The USA, the Land of the Free, just limped in at 48th place in the world for freedom of its press. A gulag of vacuum in other words, a civilian dictatorship of clamped mouths, a vacuous void of non-information, a propaganda prison of perjury. And Australia romped in at 28th, just in front of Ghana, but behind most nations we sneeringly refer to as third world, or backwoods.
Today, Americans are told nothing and know nothing. Their press freedom is nonexistant. Shackled, manacled, handcuffed, gagged, restrained, lied to, propagandised and spun out of control, America doesn’t know who or what committed 9/11, why they’re in Iraq, where it is, when they’ll be out. They can’t point to Iraq or Afghan on a map, or comprehend what the new rulers of the world are even on about. They will not see this blog while still blatting on about terrorism when it is they who are the spark who ignited the whole firestorm.
Their psychopathic president still squawks about that evil guy Warren Terra, hundreds if not thousands of times, while endless US atrocities abound in the world like Big Macs and are justified by the lockdown Patriot Act in that vast concentration camp, Stalag America.
The always bombarded Kurds and al-Maliki, by comparison, romp in closetted luxury resorts of freedom and should take a holiday to the USA to gain a true perspective.

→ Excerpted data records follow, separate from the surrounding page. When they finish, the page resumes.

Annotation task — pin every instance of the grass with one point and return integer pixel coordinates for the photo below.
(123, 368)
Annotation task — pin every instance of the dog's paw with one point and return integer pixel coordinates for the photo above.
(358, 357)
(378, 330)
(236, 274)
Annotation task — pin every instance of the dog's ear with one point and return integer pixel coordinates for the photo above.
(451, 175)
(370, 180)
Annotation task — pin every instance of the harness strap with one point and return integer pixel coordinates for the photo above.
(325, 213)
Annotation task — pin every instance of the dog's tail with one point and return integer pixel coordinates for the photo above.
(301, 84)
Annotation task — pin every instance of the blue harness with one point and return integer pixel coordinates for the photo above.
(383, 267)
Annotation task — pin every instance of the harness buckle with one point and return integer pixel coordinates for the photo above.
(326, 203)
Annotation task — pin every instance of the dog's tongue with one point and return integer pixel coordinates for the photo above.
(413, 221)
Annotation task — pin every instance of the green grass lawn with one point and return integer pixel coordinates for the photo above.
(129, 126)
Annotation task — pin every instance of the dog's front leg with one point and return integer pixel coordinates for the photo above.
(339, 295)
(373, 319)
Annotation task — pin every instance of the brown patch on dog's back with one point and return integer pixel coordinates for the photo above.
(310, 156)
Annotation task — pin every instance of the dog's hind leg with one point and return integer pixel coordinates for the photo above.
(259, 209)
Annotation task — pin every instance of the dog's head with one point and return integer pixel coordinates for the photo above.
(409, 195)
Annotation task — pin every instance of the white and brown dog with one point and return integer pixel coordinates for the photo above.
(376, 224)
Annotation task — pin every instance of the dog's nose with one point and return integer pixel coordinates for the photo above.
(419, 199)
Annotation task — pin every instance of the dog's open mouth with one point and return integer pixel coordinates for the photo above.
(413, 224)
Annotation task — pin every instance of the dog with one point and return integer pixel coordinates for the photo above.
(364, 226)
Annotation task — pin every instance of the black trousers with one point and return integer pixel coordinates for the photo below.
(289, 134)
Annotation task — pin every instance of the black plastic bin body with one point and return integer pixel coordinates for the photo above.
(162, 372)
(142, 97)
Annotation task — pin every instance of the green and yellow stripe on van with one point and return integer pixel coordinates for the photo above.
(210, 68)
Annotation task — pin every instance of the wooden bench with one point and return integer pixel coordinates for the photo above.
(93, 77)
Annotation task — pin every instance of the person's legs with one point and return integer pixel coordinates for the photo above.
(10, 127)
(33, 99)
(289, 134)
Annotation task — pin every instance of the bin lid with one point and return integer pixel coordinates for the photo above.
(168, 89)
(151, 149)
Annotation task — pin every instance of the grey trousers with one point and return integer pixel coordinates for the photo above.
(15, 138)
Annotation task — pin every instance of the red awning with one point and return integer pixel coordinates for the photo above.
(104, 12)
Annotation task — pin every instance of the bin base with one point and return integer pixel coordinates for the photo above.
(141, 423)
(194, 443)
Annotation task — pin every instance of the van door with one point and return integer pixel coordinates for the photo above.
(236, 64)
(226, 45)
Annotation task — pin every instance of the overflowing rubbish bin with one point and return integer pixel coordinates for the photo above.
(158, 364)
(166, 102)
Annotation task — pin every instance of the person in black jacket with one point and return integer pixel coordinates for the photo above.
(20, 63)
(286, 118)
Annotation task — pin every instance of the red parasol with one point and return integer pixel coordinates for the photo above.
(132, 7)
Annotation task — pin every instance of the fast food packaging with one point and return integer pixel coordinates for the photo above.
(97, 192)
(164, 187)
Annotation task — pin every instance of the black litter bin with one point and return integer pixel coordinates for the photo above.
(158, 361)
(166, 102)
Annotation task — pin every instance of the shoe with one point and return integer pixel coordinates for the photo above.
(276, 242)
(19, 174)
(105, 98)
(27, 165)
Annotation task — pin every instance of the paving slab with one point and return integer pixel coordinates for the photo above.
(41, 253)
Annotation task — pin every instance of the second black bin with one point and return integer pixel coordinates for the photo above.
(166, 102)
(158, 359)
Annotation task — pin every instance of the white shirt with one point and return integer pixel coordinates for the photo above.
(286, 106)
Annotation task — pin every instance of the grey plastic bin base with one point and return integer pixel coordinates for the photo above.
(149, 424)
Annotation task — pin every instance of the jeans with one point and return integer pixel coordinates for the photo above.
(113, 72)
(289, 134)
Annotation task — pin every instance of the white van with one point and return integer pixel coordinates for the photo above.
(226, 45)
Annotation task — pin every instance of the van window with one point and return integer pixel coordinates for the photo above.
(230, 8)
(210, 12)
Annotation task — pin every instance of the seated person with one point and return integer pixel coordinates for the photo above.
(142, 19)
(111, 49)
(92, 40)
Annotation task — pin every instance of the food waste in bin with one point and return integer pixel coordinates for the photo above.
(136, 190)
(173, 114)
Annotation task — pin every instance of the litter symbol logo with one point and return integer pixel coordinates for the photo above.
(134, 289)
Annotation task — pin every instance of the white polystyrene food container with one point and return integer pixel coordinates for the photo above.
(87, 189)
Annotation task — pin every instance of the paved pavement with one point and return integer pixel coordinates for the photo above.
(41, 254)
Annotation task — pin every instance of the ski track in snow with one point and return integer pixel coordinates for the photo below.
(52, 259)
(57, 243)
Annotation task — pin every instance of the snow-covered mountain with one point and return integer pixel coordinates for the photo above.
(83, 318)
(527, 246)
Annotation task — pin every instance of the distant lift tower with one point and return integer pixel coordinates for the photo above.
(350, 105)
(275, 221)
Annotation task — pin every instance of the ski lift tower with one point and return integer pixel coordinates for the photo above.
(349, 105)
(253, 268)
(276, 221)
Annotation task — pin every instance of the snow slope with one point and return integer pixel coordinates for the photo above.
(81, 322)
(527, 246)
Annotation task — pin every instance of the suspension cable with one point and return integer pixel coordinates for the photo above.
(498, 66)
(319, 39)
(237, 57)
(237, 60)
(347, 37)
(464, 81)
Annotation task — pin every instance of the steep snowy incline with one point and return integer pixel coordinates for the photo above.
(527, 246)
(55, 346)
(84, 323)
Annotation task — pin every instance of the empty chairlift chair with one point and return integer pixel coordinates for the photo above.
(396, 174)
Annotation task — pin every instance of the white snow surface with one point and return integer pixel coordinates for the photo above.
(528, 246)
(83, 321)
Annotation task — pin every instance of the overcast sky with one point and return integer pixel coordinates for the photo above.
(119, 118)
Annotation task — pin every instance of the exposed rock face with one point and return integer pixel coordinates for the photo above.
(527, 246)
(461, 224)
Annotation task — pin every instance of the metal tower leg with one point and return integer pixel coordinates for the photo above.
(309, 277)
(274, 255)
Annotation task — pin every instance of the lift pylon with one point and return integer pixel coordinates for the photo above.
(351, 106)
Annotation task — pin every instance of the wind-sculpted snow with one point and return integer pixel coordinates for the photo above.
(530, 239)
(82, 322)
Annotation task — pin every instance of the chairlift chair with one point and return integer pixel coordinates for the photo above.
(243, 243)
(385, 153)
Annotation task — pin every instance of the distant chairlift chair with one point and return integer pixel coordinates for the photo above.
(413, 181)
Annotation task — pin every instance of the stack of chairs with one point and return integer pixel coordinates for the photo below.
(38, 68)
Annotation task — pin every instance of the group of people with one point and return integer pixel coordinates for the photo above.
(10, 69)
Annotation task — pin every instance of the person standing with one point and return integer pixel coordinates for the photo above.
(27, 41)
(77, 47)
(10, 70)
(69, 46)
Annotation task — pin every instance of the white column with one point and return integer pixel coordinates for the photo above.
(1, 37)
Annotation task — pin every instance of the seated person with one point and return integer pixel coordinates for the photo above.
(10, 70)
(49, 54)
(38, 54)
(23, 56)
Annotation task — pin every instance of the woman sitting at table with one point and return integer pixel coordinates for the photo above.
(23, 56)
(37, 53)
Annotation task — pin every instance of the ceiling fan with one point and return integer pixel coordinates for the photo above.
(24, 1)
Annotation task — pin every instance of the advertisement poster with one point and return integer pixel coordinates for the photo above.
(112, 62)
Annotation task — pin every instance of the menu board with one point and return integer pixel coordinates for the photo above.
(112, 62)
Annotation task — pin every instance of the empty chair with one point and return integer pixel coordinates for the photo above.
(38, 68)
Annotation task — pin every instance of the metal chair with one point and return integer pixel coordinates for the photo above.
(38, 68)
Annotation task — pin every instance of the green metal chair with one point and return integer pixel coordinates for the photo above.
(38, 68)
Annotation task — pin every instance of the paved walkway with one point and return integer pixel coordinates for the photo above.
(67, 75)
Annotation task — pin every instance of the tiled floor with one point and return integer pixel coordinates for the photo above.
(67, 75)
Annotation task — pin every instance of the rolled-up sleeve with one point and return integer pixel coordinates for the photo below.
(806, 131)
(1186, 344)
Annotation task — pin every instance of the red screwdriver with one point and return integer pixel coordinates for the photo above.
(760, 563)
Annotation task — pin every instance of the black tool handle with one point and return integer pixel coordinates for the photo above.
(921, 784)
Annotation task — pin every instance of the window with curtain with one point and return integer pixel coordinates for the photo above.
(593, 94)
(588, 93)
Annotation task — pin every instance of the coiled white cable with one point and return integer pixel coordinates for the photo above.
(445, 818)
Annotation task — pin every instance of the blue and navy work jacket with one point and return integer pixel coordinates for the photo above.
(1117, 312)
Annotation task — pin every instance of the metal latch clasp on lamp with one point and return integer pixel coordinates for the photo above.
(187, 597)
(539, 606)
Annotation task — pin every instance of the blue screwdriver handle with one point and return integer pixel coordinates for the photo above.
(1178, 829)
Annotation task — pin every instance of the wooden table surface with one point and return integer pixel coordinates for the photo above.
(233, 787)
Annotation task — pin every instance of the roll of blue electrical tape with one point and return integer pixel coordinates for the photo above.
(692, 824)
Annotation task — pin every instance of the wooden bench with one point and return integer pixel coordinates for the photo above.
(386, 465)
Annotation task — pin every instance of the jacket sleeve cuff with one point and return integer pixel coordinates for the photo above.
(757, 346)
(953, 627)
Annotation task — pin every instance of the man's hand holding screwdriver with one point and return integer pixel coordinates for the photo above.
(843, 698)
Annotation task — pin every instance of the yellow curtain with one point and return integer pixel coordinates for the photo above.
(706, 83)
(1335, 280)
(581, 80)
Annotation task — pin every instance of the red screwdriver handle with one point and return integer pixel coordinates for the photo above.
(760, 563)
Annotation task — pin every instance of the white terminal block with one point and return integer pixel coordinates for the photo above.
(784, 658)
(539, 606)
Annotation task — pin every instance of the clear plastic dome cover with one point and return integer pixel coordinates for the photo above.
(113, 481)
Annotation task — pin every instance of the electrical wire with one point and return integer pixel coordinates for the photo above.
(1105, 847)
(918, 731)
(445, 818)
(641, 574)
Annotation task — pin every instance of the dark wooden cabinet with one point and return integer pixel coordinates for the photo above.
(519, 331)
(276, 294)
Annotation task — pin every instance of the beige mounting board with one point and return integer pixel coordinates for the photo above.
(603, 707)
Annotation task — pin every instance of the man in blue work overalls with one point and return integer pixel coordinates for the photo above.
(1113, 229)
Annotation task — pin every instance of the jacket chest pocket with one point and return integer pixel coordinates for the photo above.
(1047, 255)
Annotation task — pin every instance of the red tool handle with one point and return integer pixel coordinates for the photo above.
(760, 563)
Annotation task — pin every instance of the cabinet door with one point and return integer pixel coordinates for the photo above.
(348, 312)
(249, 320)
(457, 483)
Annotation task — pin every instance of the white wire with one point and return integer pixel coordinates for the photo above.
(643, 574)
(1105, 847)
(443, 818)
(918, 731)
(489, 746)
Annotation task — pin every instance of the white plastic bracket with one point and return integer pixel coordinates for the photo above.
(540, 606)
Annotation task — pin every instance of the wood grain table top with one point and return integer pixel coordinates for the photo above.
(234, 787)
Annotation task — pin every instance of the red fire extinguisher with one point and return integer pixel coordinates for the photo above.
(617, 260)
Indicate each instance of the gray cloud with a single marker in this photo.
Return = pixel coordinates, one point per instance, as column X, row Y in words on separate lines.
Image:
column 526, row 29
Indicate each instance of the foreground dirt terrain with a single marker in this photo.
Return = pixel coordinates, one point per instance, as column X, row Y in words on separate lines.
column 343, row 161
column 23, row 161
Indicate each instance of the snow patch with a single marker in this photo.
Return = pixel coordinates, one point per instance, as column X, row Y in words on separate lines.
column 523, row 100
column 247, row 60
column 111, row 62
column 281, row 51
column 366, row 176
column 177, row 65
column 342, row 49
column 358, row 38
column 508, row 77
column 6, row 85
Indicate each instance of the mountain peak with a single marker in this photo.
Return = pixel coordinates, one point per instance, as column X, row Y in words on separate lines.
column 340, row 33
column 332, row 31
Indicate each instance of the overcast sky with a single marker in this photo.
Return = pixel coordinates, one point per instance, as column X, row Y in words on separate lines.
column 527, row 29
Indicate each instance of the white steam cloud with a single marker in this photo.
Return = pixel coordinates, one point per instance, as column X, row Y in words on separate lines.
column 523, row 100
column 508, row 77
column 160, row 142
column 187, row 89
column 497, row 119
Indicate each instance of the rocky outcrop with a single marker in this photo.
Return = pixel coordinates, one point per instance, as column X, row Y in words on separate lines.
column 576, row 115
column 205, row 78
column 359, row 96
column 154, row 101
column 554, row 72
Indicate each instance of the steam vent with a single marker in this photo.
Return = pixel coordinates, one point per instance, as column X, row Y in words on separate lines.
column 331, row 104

February 27th, 2008 at 11:42 pm
It was Golda Meier, dubbed “the best man in the Israeli government” by Henry the K, who said “amerika usally forgives its enemies but always betrays it friends”. Diem, Somasa, Batista, D’Aubison, the Shah et al were entusiasticall;y supported until.. they weren’t.
February 28th, 2008 at 7:47 am
Amphibious - Australia “Our Greatest Ally” is regularly shafted too. On our first excursion in Timor, the US only helped with a so-called radio relay ship because all other US support was busy elsewhere. Also check the balances of the FTA foisted on us by our friends as a reward for our participation in every damned war the Yanks ever wanted.
The US most certainly has a lean and hungry look about it.
February 28th, 2008 at 11:45 am
It sickens me that both Bush and McCain are prepared to play with peoples lives like this. Not many of us will be around in 50 years, and certainly no one in 100 years, but what sort of world will it be over that period. This tells us a lot about the worlds immediate and long term future under the current Administration and the next Republican administration if Mc Cain makes it. The free world will not be free, there will be no regard for human rights or conventions, there will be a warmongering super power with a madman in charge (still), there will be no consultation with the rest of the world to declare war on other soverign states and they will declare any state that doesn’t support them as terrorists, giving them some legitimacy in occupation of their country. I understand that this is the case now, but to have this in the name of democracy Democracy by the World watchdog for 2 to 3 generations, boy we have something to look forward to.
One can only hope that the people of the Empire have a clear mind at the ballot box and change the administration, and god give Obama testicles to make a change.
All this makes you think who is worse, Sadam, The Taliban and Yassa or that that idiot Bush. They are certainly tarred with the same brush but Bush has more innocent blood on his hands.
Imagine Rodent being still in power and a Rodent clones ruling Australia for another term or two, we would be the same. Rodent tried the Bush cloning thing and fortunately Australians have some brains and punted the little prick.
February 28th, 2008 at 1:25 pm
Coincidentally, there was a highly pertinent blog entry a couple of days ago from a woman in Iraq:
Someone should explain to her that it’s all for her own good.